The prompt I used: “Pay Transparency Advocate” / “Effort Transparency and Fairness,” with Elif Demiral and Umit Saglam (under review)

Prompt: “Person Who Trusts ChatGPT” / “Do People Trust Humans More Than ChatGPT?” (2024) with William Hickman. Journal of Behavioral and Experimental Economics, 112: 102239.

Prompt: “Undergraduate Computer Science Major” / “Willingness to be Paid: Who Trains for Tech Jobs?” (2022) Labour Economics, Vol 79, 102267.

GLIF Social Media Memes
Wojak Meme Generator from Glif will build you a funny meme from a short phrase or single word prompt. Note that it is built to be derogatory, cruel for sport, and may hallucinate up falsehoods. (see tweet announcement)
I am fascinated by this from the angle of modern anthropology. The AI has learned all of this by studying what we write online.

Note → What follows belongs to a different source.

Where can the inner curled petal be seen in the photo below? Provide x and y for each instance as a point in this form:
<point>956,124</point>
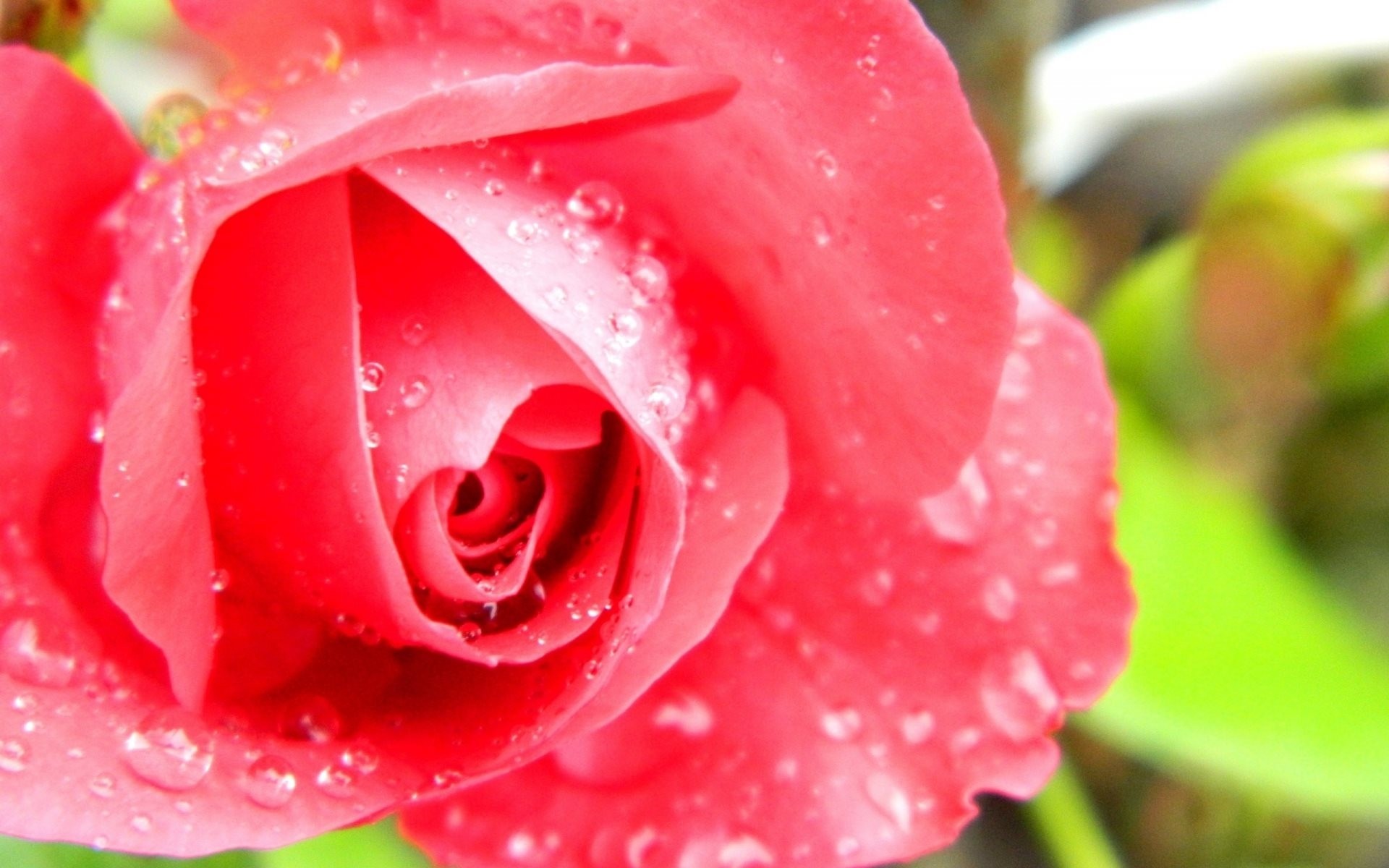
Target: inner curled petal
<point>530,549</point>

Someone can build an AI to make jokes and call out hypocrisy.
Here are GLIFs of the different social media user stereotypes as of 2024. Most of our current readers probably don’t need any captions to these memes, but I’ll provide a bit of sincere explanation to help everyone understand the jokes.
Twitter user: Person who posts short messages and follows others on the microblogging platform.

Facebook user: Individual with a profile on the social network for connecting with friends and sharing content.

Bluesky user: Early adopter of a decentralized social media platform focused on user control.